Un texte de l'évangile de Jean peut-être mis en parallèle du texte d'Ephésiens 5. Il s'agit du lavement des pieds. Dans ce récit, Le Christ s'agenouille devant Pierre, celui qui symbolise l'Eglise, mais celui qui va le livrer et lui lave les pieds. Dernière tentative de l'amour face au mal et à la trahison. Le Christ aimait Juda comme chacun de ses douze disciples. Et il as tout fait pour qu'il n'en arrive pas là. Par ce geste, il accomplit l'écriture, montrant dans son abaissement jusqu'où Dieu va pour la conversion du pécheur .

Jn 13, 1-14.

Avant la fête de la Pâque, Jésus, sachant que son heure était venue de passer de ce monde vers le Père, ayant aimé les siens qui étaient dans le monde, les aima jusqu'à la fin. Au cours d'un repas, alors que déjà le diable avait mis au c¦ur de Judas Iscariote, fils de Simon, le dessein de le livrer, sachant que le Père lui avait tout remis entre les mains et qu'il était venu de Dieu et qu'il s'en allait vers Dieu, il se lève de table, dépose ses vêtements, et prenant un linge, il s'en ceignit. Puis il met de l'eau dans un bassin et il commença à laver les pieds des disciples et à les essuyer avec le linge dont il était ceint. Il vient donc à Simon-Pierre, qui lui dit : " Seigneur, toi, me laver les pieds ?" Jésus lui répondit : "Ce que je fais, tu ne le sais pas à présent ; par la suite tu comprendras. "Pierre lui dit : "Non, tu ne me laveras pas les pieds, jamais !" Jésus lui répondit : " Si je ne te lave pas, tu n'as pas de part avec moi. "Simon-Pierre lui dit : " Seigneur, pas seulement les pieds, mais aussi les mains et la tête ! " Jésus lui dit : "Qui s'est baigné n'a pas besoin de se laver ; il est pur tout entier.
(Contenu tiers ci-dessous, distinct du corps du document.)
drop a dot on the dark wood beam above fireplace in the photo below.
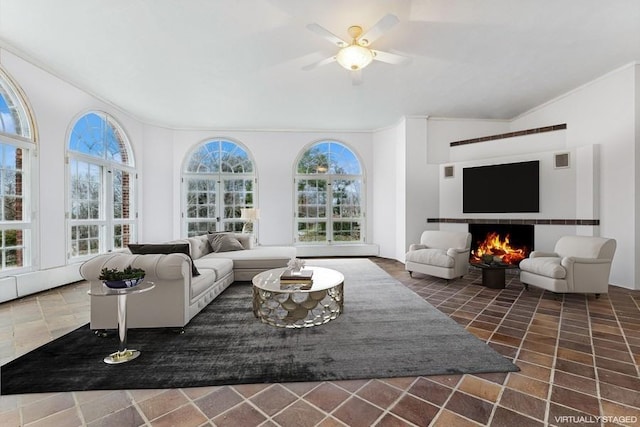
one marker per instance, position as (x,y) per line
(515,221)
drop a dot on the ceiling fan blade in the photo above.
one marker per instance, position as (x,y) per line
(356,77)
(390,58)
(379,29)
(319,63)
(324,33)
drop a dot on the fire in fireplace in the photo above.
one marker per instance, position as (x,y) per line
(505,243)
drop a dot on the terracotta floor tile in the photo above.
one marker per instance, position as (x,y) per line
(186,416)
(300,388)
(248,390)
(614,365)
(621,395)
(536,358)
(575,356)
(350,385)
(45,407)
(124,417)
(615,378)
(575,382)
(575,400)
(534,371)
(480,388)
(327,396)
(415,410)
(431,391)
(379,393)
(575,368)
(512,313)
(300,414)
(470,407)
(162,403)
(355,412)
(402,383)
(273,399)
(613,409)
(527,385)
(390,420)
(448,419)
(523,403)
(504,417)
(242,415)
(218,401)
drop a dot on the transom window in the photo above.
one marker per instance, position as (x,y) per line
(101,187)
(219,180)
(17,145)
(329,195)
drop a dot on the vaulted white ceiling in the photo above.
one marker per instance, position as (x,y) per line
(237,64)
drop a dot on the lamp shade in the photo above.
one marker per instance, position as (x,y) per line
(354,57)
(250,214)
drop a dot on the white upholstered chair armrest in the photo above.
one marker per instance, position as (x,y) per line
(539,254)
(567,261)
(453,252)
(416,246)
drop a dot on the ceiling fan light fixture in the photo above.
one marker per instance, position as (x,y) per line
(354,57)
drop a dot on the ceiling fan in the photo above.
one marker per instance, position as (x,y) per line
(357,54)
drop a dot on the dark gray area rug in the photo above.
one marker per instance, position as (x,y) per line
(386,330)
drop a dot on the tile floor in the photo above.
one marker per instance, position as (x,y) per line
(579,359)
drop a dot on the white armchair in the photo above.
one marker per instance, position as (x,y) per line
(442,254)
(578,264)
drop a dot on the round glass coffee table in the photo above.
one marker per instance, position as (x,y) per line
(298,305)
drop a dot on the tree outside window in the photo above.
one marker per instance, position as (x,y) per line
(219,180)
(101,187)
(329,195)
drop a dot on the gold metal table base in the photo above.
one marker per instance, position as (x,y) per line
(121,356)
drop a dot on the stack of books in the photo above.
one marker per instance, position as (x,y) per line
(303,277)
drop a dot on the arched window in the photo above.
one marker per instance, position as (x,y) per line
(329,189)
(17,144)
(219,180)
(102,176)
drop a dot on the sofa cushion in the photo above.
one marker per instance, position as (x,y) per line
(437,257)
(203,282)
(544,266)
(167,248)
(260,257)
(224,242)
(199,246)
(221,266)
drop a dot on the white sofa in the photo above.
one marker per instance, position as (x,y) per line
(442,254)
(578,264)
(178,296)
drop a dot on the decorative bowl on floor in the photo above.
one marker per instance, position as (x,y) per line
(120,284)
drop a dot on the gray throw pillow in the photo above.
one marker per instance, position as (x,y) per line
(224,242)
(164,248)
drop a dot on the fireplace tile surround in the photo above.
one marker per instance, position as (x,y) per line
(565,221)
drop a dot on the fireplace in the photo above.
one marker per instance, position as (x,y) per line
(504,243)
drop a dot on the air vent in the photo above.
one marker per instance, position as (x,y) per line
(448,171)
(561,160)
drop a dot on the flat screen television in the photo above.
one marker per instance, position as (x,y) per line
(504,188)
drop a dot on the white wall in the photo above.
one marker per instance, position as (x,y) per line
(387,177)
(604,112)
(55,105)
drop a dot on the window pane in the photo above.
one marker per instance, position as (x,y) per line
(312,231)
(14,118)
(215,162)
(86,240)
(335,201)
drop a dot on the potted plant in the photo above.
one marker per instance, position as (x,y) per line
(127,278)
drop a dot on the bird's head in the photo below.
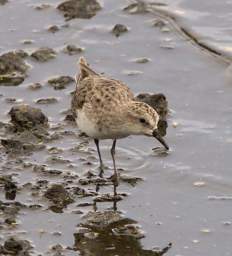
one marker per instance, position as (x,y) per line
(143,120)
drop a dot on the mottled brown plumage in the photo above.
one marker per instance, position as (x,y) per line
(105,108)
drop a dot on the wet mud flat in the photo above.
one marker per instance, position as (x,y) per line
(52,200)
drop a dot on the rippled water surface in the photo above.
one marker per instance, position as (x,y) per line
(185,195)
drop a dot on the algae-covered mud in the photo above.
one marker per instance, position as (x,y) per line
(175,55)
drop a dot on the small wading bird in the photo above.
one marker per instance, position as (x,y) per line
(105,108)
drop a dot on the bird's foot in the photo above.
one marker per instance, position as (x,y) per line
(101,170)
(115,179)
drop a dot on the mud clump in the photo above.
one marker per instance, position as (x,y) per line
(71,49)
(59,197)
(119,29)
(84,9)
(2,2)
(130,180)
(160,104)
(114,231)
(10,187)
(13,62)
(15,246)
(50,100)
(53,29)
(137,8)
(35,86)
(18,147)
(27,117)
(43,54)
(59,83)
(13,79)
(13,68)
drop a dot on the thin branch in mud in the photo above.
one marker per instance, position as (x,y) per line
(140,6)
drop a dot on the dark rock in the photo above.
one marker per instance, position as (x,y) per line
(114,231)
(18,147)
(13,62)
(13,68)
(61,82)
(141,7)
(119,29)
(10,190)
(53,29)
(42,7)
(141,60)
(10,221)
(27,41)
(108,198)
(13,79)
(27,117)
(43,54)
(84,9)
(71,49)
(15,246)
(59,196)
(137,8)
(35,86)
(2,2)
(50,100)
(130,180)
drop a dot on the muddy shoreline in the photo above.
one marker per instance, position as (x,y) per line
(52,201)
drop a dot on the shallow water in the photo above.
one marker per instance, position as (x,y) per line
(180,198)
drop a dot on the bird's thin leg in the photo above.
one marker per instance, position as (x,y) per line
(101,167)
(115,176)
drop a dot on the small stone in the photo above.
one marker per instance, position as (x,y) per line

Vous aussi, vous êtes purs ; mais pas tous. " Il connaissait en effet celui qui le livrait ; voilà pourquoi il dit : "Vous n'êtes pas tous purs." Quand il leur eut lavé les pieds, qu'il eut repris ses vêtements et se fut remis à table, il leur dit : " Comprenez-vous ce que je vous ai fait ? Vous m'appelez Maître et Seigneur, et vous dites bien, car je le suis. Si donc je vous ai lavé les pieds, moi le Seigneur et le Maître, vous aussi vous devez vous laver les pieds les uns aux autres.

 

Ce même Juda qui au chapitre précédent avait été déjà choqué par le lavement des pieds de Jésus par Marie de Béthanie, va ainsi être le réceptacle d'une preuve irréfutable de l'amour du Christ, alors même que ce dernier connaissait ses intentions. Il va expérimenter l'au-delà de l'amour humain. Un amour qui va jusqu'à l'abaissement, qui accomplit la tâche réservée à l'époque aux esclaves.

La lecture de ce texte nous conduit à l'aboutissement de la logique du Christ. Qu'elle est en effet "le chemin, la vérité et la vie", dont Jésus parle au chapitre suivant (Jn 14,6), si ce n'est cette descente de sa divinité pour se mettre à genou devant l'autre ? Il s'agit de l'amour, de cet amour infini, cette tension vers l'autre, à une distance infinie de soi-même.

C'est cet abaissement, que Saint Jean cristallisera dans son évangile comme signe de la démarche eucharistique (à la différence des autres évangiles, le repas n'est pas présenté autrement) est le sommet de la rencontre de Dieu avec l'homme. Par cet agenouillement, le Dieu créateur et tout-puissant va jusqu'au bout de la liberté de l'homme. Après presque deux mille ans consacrés au peuple élu pour lui faire comprendre qu'il n'est pas dans le vent et le feu mais qu'il est le bruit d'un fin silence (1 Rois 19), Dieu se met à genoux. Le Créateur s'agenouille devant Sa création. Il pousse Son Amour jusque là. Quelle plus grande preuve de la liberté humaine peut-on présenter que ce Dieu à genoux devant l'homme. Quelle foi en l'homme, en sa liberté et quel respect du chemin intérieur. Dieu à genoux devant Juda...

On retrouve là les accents de la parabole du fils prodigue. D'un Dieu qui se jette au cou du fils retrouvé (Luc 15,20, cf annexe 2) et plus encore, puisque là même, le Christ s'agenouille devant celui même qu'il ne peut plus sauver...

Or Saint Paul dans le texte que nous venons de lire dans l'Epitre aux Ephésiens ne nous invite pas à autre chose.